Il titolo completo dell'opera è La Dori, overo Lo schiavo reggio e fu scritta in onore dell'Arciduca Ferdinando d'Austria e fu presentata all'Hoftheater di Innsbruck per la prima volta – come molte altre opere di Cesti, ecco il motivo del Premio alle voci – nel 1657 con il libretto affidato all'italiano Giovanni Filippo Apolloni, riscuotendo ampio successo come altre sue opere, Orontea per esempio. La traduzione filologica di scene e costumi è pedissequa e utile all'operatività registica: l'evolversi infatti, piu' che altro riflette gli stati emozionali con fondi di tempesta oppure vivaci scene pastorali quando la natura dei personaggi è felice, di questo si è occupato Emanuele Sinsi mentre degli sgargianti costumi d'epoca Anna Maria Heinreich; molto divertenti le coreografie di Pierluigi Vanelli, soprattutto per le scenette tra il servo Golo e Dirce, la vecchia tata di Oronte, che cerca incessantemente di sedurlo.

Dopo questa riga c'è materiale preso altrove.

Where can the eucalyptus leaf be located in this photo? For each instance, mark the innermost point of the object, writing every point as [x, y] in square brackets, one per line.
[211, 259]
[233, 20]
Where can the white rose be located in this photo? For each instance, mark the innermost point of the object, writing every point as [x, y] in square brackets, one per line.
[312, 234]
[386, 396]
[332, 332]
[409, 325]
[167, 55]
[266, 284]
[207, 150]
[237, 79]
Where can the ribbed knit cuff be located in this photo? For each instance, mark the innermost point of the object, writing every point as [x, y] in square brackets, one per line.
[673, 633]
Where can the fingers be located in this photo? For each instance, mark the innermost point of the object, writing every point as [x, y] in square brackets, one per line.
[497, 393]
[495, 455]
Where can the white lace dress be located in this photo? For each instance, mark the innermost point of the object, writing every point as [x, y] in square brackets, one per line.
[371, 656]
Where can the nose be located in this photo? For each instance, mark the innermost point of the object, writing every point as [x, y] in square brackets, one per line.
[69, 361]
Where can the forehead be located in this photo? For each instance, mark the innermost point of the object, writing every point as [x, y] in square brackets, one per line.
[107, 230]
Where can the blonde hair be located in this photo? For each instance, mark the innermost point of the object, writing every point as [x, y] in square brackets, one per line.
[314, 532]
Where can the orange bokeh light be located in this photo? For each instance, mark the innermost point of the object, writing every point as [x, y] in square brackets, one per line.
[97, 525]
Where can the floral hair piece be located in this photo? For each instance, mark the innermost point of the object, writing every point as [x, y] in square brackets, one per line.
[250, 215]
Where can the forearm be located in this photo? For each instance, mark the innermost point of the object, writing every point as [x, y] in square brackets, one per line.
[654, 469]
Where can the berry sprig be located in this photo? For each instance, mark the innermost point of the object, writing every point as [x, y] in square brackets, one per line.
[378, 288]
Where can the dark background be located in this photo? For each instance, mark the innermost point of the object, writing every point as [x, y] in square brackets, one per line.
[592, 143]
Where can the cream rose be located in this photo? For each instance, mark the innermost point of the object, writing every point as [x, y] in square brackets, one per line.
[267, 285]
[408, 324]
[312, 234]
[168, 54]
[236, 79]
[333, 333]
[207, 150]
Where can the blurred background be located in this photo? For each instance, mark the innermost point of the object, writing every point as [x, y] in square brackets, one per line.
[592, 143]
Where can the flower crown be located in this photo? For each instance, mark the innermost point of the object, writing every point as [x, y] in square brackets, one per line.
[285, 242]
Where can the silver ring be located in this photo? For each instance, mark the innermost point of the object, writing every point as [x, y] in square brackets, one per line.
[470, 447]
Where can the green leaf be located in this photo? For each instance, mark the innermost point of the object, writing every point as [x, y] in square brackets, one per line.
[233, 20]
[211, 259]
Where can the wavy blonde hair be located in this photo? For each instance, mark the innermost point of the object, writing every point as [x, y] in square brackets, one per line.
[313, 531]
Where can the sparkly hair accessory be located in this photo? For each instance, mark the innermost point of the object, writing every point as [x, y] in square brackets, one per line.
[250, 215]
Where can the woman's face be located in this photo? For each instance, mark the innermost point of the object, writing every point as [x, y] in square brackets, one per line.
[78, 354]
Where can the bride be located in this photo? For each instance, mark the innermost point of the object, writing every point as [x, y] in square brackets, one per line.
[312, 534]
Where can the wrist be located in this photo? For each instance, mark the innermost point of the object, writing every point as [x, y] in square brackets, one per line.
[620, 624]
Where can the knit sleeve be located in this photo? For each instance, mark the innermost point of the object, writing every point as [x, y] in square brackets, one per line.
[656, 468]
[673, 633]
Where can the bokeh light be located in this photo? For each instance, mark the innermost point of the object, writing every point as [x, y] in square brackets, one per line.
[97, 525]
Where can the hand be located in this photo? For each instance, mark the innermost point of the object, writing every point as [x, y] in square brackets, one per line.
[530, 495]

Nelle due parti vi sono il basso Rocco Cavalluzzi come Golo e il tenore Alberto Allegrezza en travesti come tata.
Le parti sono tutte rivoltate e molte sono doppiamente en travesti, ovvero quella di Tolomeo (che dovrebbe essere un uomo anche in scena) che è recitata da Emőke Baráth travestita da Celinda, innamorata di Arsinoe, il che confonde un po' ma che alla voce dona delle incredibili colorature ed è anche una brava attrice. Come è chiaro è un gioco di scambi di ruoli con due Dori, una sopravvissuta, quella greca, travestita da Ali, che viene creduta quella egizia – che in realtà è veramente morta – e su questo si innescano una serie di fraintendimenti che, naturalmente saranno risolti tutti al termine della storia. Quindi Oronte riuscirà a sposare la Dori che ama, greca, e a non far slittare i piani del padre per un matrimonio politico; ed Arsinoe, ben giocata la parte, sia vocalmente sia attorialmente da Francesca Lombardi Mazzulli, il suo Tolomeo. La Dori, perlopiu' en travesti Ali, interpretata da Francesca Ascioti, è convincente, coerente con le due parti che interpreta, e ben si adatta alle variazioni nelle arie, facendo anche commuovere nei duetti. Oronte, molto meno convincente, è interpretato da un controtenore piuttosto monocolore, Rupert Enticknap, al contrario dei due ruoli di basso, molto efficaci, uno di cui abbiamo già parlato poc'anzi e l'altro di Pietro di Bianco nella parte del macho Erasto, che cerca di sedurre Celinda. Agile per la voce e il movimento scenico l'Arsete del tenore Bradley Smith. Nel ruolo dell'eunuco Bagoa era il controtenore Konstantin Derri che appariva sulla scena inaspettato e buffonesco. Pure l'Artaserse di Federico Sacchi è parso piuttosto parodico e non particolarmente notabile per la voce. Buona la regia di Stefano Vizioli, che si destreggia anche in una citazione dal famoso quadro di Caravaggio dedicato a San Girolamo (1605-1606), senza teschio però.
L'Accademia Bizantina guidata da Ottavio Dantone, specialista per queste opere come annotato all'inizio, ha eseguito una lunga e complessa partitura, anche per voci, senza sbavature, e piena di vivacità, riscuotendo l'ennesimo successo di pubblico per un'opera con plurime variazioni e difficoltà per gli esecutori.